Честный труженник

Дмитрий Шишкин 2
                Честный труженик
           Празднества Пушкинского юбилея 1937-го через год с небольшим докатились и до далёкой Каракалпакии. Кто-то из местных властей решил, что и сынам степей полезно будет вспомнить великого русского поэта. Только вот он сам и его коллеги ничего про оного сочинителя не знали, ибо с трудом владели родным языком, и ещё хуже узбекским, а уж русским и вовсе никак. Как на грех, все более образованные люди республики оказались врагами народа, и в предшествующие месяцы отправились в мир иной. Но тут, к счастью, один из членов ЦК вспомнил про своего давнего знакомого, пару лет преподававшего русский язык в школе города Турткуль, коий тогда был столицей автономии. Потом он стал секретарём райкома, а совсем недавно, года два назад, слёг в больницу, подцепив какую-то экзотическую лихорадку. А поскольку в местной больнице за годы ежовщины никого не арестовали (энкеведешники боялись туда и нос сунуть), и в списках умерших оный эрудит не числился, была надежда на успех. Начали поиски, и выяснили, что бывший учитель совсем недавно выздоровел, и уже пару недель как опять председательствует в своём райкоме. Его немедленно перевезли в Нукус, новую столицу республики, поселили в ме-стной библиотеке, совмещённой с сельхозтехникумом, достали пишущую машинку «Ремингтон» 1904 года, но с приличным шрифтом, и объяснили задачу. Весьма кратко, ибо подробностей никто не знал и придумать не смог. Мол думай сам, да побыстрее, время не терпит.

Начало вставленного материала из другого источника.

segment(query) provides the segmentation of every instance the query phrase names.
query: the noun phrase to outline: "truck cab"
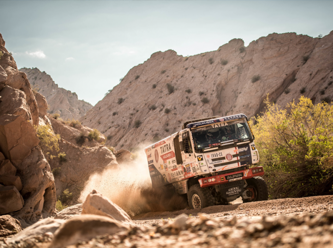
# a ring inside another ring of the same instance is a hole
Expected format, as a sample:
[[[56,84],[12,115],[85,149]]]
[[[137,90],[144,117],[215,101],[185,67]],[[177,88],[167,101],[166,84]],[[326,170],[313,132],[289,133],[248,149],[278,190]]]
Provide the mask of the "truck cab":
[[[187,194],[191,208],[239,196],[243,202],[267,200],[263,168],[254,166],[259,154],[246,116],[189,120],[182,128],[145,149],[153,188]]]

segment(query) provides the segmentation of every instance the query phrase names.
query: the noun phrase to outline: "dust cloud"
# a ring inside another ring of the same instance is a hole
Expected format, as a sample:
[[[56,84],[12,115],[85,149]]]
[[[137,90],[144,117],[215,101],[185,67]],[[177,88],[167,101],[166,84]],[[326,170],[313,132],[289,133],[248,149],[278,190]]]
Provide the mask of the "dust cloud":
[[[133,161],[91,175],[78,201],[83,202],[88,194],[96,190],[131,217],[143,212],[179,210],[188,206],[186,194],[174,195],[162,189],[152,188],[144,152],[146,146],[140,148]]]

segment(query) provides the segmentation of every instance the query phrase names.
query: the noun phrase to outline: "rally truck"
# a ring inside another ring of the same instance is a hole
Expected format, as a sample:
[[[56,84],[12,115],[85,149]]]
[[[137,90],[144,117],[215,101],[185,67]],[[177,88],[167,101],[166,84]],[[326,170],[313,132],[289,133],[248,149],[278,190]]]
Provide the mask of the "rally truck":
[[[259,154],[244,114],[185,122],[145,148],[153,188],[187,194],[190,207],[267,200]]]

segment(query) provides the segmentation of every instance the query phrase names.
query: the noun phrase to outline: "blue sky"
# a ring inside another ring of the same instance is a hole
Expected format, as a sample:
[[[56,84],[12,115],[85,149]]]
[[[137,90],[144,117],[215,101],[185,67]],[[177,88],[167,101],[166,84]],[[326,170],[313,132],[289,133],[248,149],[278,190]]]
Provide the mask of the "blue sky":
[[[234,38],[333,30],[333,1],[0,1],[19,68],[36,67],[95,104],[157,51],[194,55]]]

         Наш герой имя Пушкина конечно слышал, знал, что тот жил давно, при царе и занимался сочинительством. И скорее всего успешно, ибо он сам видел книжку с такой фамилией. В этой самой библиотеке, когда её лет десять назад отобрали у какого-то старого чиновника и объявили центральной республиканской. Начались поиски, но сперва они ничего не дали. И вдруг, совсем отчаявшись, он обнаружил довольно новую, но весьма грубо оформленную книжицу, на обложке которой значилось – Ас Пушкин. Избранное. Последнее слово несколько озадачило эрудита, он привык, что избирают обычно членов советских и партийных органов, председателей колхозов и делегатов на Сельскохозяйственную выставку. А кого или что мог избрать Пушкин… ведь тогда высших чиновников назначал царь, а низших министры и губернаторы. Впрочем, сия загадка разрешилась легко, стоило нашему герою проштудировать соответствующие статьи в словаре Брокгауза и Ефрона, к счастью, в библиотеке был его полный комплект. Что ж, раз в книжке приведены лучшие сочинения оного Пушкина, то можно их цитировать без опаски. Смущало ещё слово ас, наш писатель привык, что так называют знаменитых лётчиков, вроде Чкалова, Громова или Осипенко. Но если верить Брокгаузу, Пушкин умер сто лет назад, а первые самолёты были ровесниками пишущей машинки, что стояла в библиотеке. Сия диковинка даже не попала в основной текст, и была описана в дополнительном томе. Непонятно…
        Однако тщательно полистав энциклопедические тома, наш герой нашёл разумное объяснение. Пушкин летал на воздушных шарах, которые уже во времена Наполеона широко использовались для разведки неприятеля и корректировки артиллерийского огня. Смущало лишь, что ко времени окончания Наполеоновских войн поэту было всего лишь 15 лет, но на то он и гений. Да к тому же он наверняка участвовал в русско-турецкой войне тринадцатью годами позднее, о чём написал очерк «Путешествие в Арзрум». А ведь в горах роль наблюдателя куда важнее, чем на равнине. Подумав, наш эрудит составил такую схему: во времена Наполеона поэт только тренировался в воздухоплавании, и сопровождал войска в качестве ученика, студента, по-тогдашнему юнкера. А на турецкой войне он уже отличился, стал асом, и после заключения мира получил звание камер-юнкера. Ведь камера с горячим воздухом – главная часть всякого воздушного шара. Так шаг за шагом, постепенно, прояснилась биография знаменитого сочинителя. Однако единственный исто-чник, сам томик избранного, внушал серьёзные опасения. Там на последней странице корявыми и неровными буквами, и даже с ошибками, было указано, что это третье издание, исправленное и дополненное, изданное в Самарканде. Наш герой вступил в долгую переписку с Самаркандским издательством и выяснил, что первые два выпуска вышли где-то в Центральной России, и что третий, местный, от них ничем не отличается. Да и никаких новых данных по пушкинской теме в местных краях не нашлось, да и откуда бы им взяться. Тоже мне, хвастуны, я вот за неделю работы всё выяснил, с одной энциклопедией, а неужто в Москве или Ленинграде нет ни одного издательства, где и другие словари нашлись бы? Хвастуны эти самаркандцы…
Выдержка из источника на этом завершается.